1966 IMO Problems/Problem 4

Revision as of 17:06, 27 September 2010 by Levans (talk | contribs)

Solution

Assume that $\frac{1}{\sin{2x}}+\frac{1}{\sin{4x}}+\dots+\frac{1}{\sin{2^{n}x}}=\cot{x}-\cot{2^{n}x}$ is true, then we use $n=1$ and get $\cot x - \cot 2x = \frac {1}{\sin 2x}$.
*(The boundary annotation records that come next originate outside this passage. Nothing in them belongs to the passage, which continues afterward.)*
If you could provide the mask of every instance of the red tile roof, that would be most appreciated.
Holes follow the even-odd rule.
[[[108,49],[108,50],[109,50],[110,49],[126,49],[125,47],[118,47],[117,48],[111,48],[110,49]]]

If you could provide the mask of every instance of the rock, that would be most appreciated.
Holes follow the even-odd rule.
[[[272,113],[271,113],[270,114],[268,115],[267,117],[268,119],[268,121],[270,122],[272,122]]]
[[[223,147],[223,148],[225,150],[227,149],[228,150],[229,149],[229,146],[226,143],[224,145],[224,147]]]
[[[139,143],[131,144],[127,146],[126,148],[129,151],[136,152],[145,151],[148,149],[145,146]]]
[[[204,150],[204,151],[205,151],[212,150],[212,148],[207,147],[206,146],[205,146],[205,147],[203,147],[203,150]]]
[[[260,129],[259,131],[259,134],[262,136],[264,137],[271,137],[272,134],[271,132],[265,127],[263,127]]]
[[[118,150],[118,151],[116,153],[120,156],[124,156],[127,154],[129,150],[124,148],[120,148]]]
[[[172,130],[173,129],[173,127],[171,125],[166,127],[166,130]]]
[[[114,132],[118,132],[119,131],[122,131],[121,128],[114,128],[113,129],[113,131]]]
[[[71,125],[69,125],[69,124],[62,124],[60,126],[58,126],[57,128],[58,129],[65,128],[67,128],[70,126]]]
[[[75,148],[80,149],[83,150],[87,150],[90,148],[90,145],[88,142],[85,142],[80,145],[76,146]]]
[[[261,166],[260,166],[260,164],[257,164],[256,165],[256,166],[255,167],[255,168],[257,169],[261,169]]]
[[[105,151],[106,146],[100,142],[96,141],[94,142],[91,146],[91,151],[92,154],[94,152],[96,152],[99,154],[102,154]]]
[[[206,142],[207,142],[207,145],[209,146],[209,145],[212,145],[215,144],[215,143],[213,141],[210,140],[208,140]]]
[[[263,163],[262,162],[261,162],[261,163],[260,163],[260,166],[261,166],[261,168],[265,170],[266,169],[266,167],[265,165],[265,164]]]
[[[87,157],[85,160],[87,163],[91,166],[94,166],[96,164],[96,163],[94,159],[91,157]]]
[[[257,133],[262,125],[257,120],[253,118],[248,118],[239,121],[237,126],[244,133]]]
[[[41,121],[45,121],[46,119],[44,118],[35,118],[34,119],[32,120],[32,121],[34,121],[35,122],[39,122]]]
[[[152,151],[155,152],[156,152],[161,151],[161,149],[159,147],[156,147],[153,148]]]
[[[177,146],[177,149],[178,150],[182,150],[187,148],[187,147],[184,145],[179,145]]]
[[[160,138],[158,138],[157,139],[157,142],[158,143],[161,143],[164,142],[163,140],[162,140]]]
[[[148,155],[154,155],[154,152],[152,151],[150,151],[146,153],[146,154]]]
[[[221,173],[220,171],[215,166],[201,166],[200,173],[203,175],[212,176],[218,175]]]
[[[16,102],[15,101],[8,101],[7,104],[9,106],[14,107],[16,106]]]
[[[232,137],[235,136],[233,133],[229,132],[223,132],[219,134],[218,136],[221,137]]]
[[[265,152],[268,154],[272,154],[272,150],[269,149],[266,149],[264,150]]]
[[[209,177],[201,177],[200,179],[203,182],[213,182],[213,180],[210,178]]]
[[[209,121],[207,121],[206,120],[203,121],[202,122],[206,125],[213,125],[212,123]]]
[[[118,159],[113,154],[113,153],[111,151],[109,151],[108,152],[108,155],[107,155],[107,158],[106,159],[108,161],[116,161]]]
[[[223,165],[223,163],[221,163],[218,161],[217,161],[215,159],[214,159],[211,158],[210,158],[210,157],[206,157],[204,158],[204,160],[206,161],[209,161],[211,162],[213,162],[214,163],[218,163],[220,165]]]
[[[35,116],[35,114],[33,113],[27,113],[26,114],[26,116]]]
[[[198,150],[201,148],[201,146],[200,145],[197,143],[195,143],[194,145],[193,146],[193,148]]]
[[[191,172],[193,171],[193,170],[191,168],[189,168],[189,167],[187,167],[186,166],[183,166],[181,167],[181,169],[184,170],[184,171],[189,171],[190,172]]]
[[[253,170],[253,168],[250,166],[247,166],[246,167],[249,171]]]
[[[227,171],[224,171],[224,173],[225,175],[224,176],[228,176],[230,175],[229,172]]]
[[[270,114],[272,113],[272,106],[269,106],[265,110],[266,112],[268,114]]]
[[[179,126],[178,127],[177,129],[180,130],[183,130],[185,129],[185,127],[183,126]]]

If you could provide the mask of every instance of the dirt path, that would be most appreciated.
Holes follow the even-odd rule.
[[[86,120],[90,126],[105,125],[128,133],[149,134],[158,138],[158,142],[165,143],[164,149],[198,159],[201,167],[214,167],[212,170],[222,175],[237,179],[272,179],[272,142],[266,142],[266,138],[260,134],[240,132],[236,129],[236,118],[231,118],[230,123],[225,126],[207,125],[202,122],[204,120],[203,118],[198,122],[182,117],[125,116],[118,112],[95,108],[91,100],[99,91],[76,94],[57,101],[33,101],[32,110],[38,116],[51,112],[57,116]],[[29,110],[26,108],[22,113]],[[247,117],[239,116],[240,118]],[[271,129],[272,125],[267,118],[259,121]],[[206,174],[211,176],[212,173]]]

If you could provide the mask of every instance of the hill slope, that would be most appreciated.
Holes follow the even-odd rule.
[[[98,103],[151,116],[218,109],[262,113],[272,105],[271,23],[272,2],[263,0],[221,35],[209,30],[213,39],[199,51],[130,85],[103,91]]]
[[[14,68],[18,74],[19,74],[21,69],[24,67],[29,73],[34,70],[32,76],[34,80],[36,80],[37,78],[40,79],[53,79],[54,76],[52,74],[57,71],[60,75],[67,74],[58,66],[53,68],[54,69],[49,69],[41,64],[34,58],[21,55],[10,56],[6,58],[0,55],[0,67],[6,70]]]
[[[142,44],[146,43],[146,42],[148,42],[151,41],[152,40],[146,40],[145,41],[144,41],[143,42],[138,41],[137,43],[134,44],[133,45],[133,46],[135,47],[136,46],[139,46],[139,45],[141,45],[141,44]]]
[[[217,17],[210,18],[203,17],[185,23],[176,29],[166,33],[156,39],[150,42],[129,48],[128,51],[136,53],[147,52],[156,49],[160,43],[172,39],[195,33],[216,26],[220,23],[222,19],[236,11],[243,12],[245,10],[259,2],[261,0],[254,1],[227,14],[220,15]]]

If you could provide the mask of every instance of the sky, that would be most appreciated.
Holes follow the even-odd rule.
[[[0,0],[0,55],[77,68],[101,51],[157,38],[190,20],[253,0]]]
First, we prove $\cot x - \cot 2x = \frac {1}{\sin 2x}$

LHS=$\frac{\cos x}{\sin x}-\frac{\cos 2x}{\sin 2x}$

$= \frac{2\cos^2 x}{2\cos x \sin x}-\frac{2\cos^2 x -1}{\sin 2x}$

$=\frac{2\cos^2 x}{\sin 2x}-\frac{2\cos^2 x -1}{\sin 2x}$

$=\frac {1}{\sin 2x}$

Using the above formula, we can rewrite the original series as

$\cot x - \cot 2x + \cot 2x - \cot 4x + \cot 4x \cdot \cdot \cdot + \cot 2^{n-1} x - \cot 2^n x$

Which gives us the desired answer of $\cot x - \cot 2^n x$